Much ink has been spilt over the high price of CEOs in America. Over the last fifty years, ratio of CEO-to-worker pay has increased by a factor of ten, much of that increase occurring within the last few decades. In 2014, the average American CEO makes 331 times what the average worker does, and 774 times what full-time minimum wage workers make. In fact, many CEOs compensation plans are so generous they can forgo their base salary without making a dent in their finances, saving tons in taxes. But what are we getting for all that money? The answer may be not nearly enough.
In the Red
That’s the word, according to an SSRN study authored by Professors Michael J. Cooper, Huseyin Gulen, and P. Raghavendra Rau. By studying the stock performance of high-paying companies, they found that CEO pay is negatively related to a company’s future stock returns for up to three years. In other words, once a CEO cracks the top 10% of CEO pay, the company can expect an average 8% drop in stock value for the next three years. The effect is stronger for CEOs who receive higher incentive pay relative to their peers.
Commence Destroying Value
The authors of the paper concluded that this pay-to-performance disparity appears to be “driven by high-pay induced CEO overconfidence that leads to shareholder wealth losses from activities such as overinvestment and value-destroying mergers and acquisitions.”

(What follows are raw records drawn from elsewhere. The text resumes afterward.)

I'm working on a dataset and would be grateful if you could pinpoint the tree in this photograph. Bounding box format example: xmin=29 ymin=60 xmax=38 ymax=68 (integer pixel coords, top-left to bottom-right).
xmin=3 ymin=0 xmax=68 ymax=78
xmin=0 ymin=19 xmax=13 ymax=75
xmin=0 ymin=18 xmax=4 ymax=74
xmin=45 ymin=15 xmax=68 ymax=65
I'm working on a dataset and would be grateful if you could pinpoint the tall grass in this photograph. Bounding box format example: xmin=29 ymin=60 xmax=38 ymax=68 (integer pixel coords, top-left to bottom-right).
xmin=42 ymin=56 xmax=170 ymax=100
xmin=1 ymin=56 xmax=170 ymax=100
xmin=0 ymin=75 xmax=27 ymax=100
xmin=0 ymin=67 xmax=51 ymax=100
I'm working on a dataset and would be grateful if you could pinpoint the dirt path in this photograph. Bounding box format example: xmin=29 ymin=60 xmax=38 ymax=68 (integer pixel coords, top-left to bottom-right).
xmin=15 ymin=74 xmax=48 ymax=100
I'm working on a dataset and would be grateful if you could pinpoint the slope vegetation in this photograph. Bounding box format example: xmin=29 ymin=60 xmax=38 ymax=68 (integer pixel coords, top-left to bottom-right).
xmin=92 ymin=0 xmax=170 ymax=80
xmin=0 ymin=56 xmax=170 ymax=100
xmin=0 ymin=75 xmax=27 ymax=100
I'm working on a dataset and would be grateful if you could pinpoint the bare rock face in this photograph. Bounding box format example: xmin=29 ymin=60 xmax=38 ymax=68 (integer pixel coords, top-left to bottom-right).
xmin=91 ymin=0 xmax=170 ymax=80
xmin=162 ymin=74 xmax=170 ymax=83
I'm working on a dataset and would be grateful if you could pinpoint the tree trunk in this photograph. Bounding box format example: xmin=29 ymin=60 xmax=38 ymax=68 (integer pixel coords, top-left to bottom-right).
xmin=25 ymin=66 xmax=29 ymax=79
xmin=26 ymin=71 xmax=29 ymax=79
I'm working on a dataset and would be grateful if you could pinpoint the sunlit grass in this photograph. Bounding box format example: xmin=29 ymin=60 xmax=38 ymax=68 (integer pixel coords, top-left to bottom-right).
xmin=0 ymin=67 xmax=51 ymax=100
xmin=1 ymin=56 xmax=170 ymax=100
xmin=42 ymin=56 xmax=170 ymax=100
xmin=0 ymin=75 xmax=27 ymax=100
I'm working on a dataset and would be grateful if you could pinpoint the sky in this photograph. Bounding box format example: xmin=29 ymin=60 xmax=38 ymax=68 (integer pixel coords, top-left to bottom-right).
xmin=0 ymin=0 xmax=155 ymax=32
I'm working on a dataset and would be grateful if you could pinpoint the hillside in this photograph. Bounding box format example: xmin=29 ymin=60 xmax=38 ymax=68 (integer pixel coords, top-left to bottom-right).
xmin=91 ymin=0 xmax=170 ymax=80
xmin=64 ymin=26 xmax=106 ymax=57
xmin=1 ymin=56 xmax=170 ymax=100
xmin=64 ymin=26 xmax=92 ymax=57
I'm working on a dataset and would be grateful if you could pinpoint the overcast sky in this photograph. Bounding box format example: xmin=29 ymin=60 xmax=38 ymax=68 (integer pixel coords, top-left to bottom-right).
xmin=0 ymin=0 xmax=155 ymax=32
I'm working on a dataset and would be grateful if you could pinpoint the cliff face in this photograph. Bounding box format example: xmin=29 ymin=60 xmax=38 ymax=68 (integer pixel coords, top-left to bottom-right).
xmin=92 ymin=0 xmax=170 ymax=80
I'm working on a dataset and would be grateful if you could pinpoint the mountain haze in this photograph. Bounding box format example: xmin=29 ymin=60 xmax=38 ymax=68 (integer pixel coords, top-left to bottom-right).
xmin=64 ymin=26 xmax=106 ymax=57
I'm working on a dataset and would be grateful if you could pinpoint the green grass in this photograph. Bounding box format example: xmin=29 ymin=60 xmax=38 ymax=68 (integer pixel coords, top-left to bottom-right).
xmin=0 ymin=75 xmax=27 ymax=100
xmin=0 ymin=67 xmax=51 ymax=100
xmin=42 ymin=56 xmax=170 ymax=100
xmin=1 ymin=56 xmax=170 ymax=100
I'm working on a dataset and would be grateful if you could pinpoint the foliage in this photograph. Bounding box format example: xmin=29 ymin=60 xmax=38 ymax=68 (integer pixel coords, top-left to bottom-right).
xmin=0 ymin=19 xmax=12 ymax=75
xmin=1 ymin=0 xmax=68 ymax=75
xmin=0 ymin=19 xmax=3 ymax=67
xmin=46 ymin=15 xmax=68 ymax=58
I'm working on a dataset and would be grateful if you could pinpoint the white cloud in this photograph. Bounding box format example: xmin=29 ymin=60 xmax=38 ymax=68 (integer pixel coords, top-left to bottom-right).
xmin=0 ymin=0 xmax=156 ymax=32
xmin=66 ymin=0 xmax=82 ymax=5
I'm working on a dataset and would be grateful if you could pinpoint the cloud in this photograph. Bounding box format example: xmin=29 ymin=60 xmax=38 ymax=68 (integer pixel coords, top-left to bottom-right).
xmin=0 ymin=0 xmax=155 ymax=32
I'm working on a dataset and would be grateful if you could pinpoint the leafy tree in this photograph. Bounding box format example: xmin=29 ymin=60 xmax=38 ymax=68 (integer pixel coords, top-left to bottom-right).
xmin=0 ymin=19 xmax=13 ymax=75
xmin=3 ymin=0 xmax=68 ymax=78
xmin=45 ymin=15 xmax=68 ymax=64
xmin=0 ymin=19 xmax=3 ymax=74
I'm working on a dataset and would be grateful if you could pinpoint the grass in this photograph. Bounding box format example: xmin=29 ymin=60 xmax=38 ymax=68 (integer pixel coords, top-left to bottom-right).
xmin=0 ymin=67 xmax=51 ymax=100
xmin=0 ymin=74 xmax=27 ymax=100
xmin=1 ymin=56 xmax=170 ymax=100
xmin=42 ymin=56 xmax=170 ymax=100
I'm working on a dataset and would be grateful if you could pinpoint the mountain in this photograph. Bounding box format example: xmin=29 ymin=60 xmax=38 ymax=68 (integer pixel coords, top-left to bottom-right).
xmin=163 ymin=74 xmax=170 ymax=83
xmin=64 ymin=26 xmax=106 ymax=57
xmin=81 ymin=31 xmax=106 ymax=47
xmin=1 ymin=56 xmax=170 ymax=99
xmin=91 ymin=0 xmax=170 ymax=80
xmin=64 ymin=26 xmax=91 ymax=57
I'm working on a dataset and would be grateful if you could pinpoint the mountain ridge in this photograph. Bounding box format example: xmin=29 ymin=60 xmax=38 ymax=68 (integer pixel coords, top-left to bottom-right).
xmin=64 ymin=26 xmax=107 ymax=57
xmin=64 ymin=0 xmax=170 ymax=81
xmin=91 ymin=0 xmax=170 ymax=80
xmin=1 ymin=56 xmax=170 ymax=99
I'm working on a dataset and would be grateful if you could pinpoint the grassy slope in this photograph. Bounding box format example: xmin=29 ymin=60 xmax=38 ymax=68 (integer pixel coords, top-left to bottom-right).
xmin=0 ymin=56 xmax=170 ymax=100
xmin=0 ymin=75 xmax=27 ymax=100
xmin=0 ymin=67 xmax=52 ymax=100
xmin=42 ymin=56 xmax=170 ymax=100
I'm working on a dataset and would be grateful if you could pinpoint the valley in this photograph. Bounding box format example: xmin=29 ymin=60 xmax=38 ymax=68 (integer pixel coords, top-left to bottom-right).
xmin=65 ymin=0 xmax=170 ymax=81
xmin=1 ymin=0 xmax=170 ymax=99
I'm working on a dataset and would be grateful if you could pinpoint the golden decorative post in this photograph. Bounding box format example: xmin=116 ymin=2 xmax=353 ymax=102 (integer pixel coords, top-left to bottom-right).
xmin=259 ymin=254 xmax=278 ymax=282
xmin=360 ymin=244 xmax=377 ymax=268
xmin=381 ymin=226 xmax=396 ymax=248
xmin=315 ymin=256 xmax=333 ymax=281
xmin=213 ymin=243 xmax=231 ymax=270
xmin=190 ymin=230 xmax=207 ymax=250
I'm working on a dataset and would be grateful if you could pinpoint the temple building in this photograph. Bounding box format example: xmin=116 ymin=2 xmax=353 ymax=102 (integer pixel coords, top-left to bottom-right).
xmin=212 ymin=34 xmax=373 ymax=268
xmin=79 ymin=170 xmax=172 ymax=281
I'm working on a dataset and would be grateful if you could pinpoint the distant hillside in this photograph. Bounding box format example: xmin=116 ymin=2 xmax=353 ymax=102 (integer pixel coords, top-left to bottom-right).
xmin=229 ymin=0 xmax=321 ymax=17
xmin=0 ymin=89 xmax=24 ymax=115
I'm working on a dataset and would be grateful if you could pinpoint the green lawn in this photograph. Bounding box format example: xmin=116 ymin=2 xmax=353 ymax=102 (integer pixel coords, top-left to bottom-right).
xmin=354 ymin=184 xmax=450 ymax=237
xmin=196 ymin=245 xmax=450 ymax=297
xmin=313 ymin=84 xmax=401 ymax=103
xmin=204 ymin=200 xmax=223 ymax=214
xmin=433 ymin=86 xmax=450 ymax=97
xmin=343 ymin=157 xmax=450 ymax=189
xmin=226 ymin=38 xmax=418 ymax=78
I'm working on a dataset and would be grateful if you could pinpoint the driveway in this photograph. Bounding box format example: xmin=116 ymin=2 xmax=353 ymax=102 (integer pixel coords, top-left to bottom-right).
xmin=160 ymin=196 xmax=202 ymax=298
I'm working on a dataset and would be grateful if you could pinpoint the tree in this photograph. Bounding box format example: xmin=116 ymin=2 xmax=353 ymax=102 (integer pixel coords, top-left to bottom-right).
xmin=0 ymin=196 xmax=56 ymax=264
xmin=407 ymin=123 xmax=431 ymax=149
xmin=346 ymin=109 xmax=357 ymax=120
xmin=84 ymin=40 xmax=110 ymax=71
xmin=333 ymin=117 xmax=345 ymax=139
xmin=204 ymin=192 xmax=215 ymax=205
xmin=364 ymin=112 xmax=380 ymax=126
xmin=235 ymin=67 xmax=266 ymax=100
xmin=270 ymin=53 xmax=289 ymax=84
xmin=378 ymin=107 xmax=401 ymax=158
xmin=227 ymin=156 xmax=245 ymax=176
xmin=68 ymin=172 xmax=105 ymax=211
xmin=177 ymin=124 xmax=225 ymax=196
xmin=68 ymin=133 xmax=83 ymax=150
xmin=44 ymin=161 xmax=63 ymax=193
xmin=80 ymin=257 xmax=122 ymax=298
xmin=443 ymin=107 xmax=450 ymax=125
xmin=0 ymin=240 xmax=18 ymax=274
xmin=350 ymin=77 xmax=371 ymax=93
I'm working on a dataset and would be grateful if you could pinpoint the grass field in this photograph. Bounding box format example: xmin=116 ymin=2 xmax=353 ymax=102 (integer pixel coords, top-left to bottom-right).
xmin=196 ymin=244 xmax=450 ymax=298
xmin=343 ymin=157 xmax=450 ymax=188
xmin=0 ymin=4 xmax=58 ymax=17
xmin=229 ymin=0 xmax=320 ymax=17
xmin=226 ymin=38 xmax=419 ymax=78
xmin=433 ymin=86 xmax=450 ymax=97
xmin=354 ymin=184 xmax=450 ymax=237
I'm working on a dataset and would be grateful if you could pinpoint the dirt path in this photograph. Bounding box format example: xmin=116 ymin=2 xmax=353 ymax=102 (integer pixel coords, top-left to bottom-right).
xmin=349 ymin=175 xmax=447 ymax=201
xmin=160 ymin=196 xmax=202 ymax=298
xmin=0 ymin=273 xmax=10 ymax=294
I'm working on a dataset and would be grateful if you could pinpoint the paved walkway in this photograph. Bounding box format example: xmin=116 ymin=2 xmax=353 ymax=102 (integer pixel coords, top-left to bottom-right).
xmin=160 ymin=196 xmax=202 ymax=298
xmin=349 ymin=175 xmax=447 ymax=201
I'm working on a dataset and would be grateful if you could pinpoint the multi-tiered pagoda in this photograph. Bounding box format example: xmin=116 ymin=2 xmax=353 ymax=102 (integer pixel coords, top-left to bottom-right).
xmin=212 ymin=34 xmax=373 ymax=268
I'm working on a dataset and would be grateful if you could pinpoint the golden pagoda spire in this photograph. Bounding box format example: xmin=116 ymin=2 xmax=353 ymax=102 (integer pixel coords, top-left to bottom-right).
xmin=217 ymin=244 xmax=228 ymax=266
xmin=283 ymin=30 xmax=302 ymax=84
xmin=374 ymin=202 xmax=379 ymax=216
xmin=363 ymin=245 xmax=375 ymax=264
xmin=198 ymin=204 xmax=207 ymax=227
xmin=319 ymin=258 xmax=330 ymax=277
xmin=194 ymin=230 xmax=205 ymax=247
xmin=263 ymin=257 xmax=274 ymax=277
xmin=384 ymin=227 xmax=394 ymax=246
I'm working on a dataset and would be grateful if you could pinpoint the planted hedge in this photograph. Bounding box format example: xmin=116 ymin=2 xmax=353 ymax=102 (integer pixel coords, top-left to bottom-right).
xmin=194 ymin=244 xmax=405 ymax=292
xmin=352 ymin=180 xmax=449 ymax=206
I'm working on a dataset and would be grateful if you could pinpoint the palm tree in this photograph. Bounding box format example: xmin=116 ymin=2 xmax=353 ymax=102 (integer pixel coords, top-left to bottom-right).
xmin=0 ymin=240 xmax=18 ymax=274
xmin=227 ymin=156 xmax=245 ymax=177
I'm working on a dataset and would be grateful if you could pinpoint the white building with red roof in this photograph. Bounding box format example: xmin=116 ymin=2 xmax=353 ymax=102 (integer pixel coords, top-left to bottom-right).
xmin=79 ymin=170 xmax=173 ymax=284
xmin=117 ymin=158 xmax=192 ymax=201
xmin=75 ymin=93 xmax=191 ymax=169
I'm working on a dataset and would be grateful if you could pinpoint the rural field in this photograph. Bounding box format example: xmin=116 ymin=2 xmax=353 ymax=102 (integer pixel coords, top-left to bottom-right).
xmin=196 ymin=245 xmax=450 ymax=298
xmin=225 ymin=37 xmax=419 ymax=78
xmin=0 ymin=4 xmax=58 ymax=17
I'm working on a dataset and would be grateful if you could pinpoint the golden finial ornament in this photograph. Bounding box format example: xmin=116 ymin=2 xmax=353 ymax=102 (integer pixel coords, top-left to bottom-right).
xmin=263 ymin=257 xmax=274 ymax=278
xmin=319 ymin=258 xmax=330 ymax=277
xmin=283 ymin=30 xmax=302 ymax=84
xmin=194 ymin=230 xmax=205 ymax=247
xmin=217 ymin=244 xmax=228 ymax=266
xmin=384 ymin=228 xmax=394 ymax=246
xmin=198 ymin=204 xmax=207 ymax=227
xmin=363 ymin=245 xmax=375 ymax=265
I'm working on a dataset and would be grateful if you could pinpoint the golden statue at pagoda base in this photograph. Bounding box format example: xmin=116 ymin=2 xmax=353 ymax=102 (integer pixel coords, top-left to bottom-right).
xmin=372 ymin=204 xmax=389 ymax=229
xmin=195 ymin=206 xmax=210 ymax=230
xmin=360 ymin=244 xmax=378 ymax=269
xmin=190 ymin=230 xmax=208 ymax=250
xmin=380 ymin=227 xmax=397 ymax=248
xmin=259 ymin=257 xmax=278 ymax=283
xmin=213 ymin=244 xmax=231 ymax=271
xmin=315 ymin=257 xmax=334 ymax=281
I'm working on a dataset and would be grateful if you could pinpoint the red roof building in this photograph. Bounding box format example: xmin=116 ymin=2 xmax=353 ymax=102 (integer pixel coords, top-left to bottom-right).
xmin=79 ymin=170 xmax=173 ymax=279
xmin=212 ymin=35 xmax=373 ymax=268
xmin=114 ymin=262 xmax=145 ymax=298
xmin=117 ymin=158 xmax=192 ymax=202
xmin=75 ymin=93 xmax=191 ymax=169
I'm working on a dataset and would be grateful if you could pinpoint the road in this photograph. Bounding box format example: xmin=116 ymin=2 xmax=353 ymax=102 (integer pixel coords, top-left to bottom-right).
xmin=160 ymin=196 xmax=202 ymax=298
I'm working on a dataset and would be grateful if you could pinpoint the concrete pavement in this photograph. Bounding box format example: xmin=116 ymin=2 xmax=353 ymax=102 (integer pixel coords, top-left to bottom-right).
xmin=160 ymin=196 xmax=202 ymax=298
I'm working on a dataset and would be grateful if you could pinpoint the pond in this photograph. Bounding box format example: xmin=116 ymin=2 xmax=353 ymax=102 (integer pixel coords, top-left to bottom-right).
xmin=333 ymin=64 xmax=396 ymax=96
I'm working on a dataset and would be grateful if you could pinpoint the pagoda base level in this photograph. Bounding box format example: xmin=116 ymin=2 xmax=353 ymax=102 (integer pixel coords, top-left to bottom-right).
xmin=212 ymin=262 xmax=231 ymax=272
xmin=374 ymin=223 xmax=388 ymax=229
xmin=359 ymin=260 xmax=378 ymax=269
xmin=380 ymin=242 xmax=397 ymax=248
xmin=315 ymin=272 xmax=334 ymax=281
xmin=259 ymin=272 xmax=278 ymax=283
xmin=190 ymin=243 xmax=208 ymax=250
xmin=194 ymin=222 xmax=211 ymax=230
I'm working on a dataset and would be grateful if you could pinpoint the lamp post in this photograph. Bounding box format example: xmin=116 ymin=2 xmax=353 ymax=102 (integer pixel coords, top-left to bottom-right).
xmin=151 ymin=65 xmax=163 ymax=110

These findings are not unique. Another study published in the peer-reviewed organizational journal Interfaces examined the effects of high CEO pay, and found that “higher pay fails to promote better performance.” Professors J. Scott Armstrong and Phillippe Jacquart, the authors of the study, explain:
“Instead, [higher pay] undermines the intrinsic motivation of executives, inhibits their learning, leads them to ignore other stakeholders, and discourages them from considering the long-term effects of their decisions on stakeholders.” [Emphasis ours.]
The Proven Strategy
Intrinsic motivation, or our internal psychological desire to achieve and accomplish things, has been proven to have much more substantial and predictable motivational effects on people than extrinsic motivators like cash and material goods.
However, the raw impact of extrinsic rewards like cash make them excellent short-term motivators, and are great for reaching short-term goals, creating the illusion of lasting effectiveness. Organizations only slip up when they start to favor these short-term motivational gains over long-term motivational strategy.
Have a Heart
Employees of all kinds, even CEOs, have a certain expectation of pay based on industry norms, but once those expectations are met, cash as a motivator can only go so far. Too many pay incentives can morph motivation into a transaction, and that’s when you lose a very important part of success: heart. To truly motivate high performance, the effects of pay incentives shouldn’t overshadow the effects of a simple “thank you” in the workplace.